Saddam Hussein's trial has resumed in open session without the chief defendant or any defence lawyers.
Saddam Hussein has been on trial since last October
Just three of eight defendants attended proceedings, and a court-appointed defence team was installed.
The regular defence team wants the Kurdish chief judge to quit, saying he is not impartial as his home town of Halabja was hit by poison gas in 1988.
The ex-Iraqi leader and seven others are on trial for the 1982 killings of 148 Shia villagers - charges they deny.
The trial, which resumed on Wednesday after a delay and a closed session blamed by court officials on "procedural issues", has been adjourned until Thursday.
Of the eight seats in the centre of the court usually occupied by Saddam Hussein and his co-defendants, just three were taken when legal arguments began.
The BBC's Jonny Dymond, at the trial, says it is within the court's power to compel the defendants to attend but the chief judge seemed not to care overmuch whether they were there or not.
Among the missing were the most senior defendants: Saddam Hussein's half-brother Barzan al-Tikriti, former Vice-President Taha Yassin Ramadan and ex-judge Awad Hamed al-Bandar.
The court heard five prosecution witnesses, among them a woman who testified that she was arrested by Saddam Hussein's security forces and tortured in prison.

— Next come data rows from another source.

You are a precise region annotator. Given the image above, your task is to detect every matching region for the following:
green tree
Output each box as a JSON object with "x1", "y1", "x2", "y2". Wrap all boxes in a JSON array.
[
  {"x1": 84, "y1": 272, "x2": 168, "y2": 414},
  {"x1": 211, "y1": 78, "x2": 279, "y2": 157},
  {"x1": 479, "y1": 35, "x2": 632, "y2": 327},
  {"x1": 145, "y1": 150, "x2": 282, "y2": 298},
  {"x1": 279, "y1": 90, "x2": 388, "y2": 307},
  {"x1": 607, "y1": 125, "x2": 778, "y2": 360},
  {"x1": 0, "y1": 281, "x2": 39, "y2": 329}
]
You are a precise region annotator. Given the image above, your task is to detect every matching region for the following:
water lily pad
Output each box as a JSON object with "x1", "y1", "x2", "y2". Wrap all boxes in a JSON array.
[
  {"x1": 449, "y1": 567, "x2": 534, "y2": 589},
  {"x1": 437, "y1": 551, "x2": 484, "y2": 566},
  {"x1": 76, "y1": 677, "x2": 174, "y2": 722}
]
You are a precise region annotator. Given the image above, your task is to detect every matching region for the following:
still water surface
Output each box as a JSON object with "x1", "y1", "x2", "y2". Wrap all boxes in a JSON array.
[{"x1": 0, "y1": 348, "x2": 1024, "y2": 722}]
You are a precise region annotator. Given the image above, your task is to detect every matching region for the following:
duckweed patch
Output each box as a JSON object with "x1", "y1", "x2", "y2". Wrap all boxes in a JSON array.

Judge Rahman said from the start that he would not tolerate outbursts
She said she was stripped naked, hung by her feet and kicked repeatedly in the chest by then intelligence chief Barzan al-Tikriti, the Associated Press news agency reports.
Earlier, defence lawyer Khalil Dulaimi issued a statement saying his team would "boycott the trial" until their demands were met.
Mr Dulaimi set out 11 conditions for the defence to end its boycott, including moving the trial "to a country which can offer security".
Saddam Hussein and two other defendants left the courtroom on Sunday, with one dragged out. The entire defence team subsequently left in protest.
Judge Raouf Abdul Rahman replaced Rizgar Amin as chief justice after he resigned in January over criticism that he had been too lenient towards the defendants, allowing them to dictate proceedings and thus letting the trial descend into chaos.
The new chief judge says he wants to get on with the trial and will not tolerate disruption.
He took a much stronger line than his predecessor on Sunday, stating that he would not tolerate any defendants making political speeches or disobeying his authority.
The defendants could face the death penalty if convicted of the killings, which followed an assassination attempt on Saddam Hussein in the village of Dujail.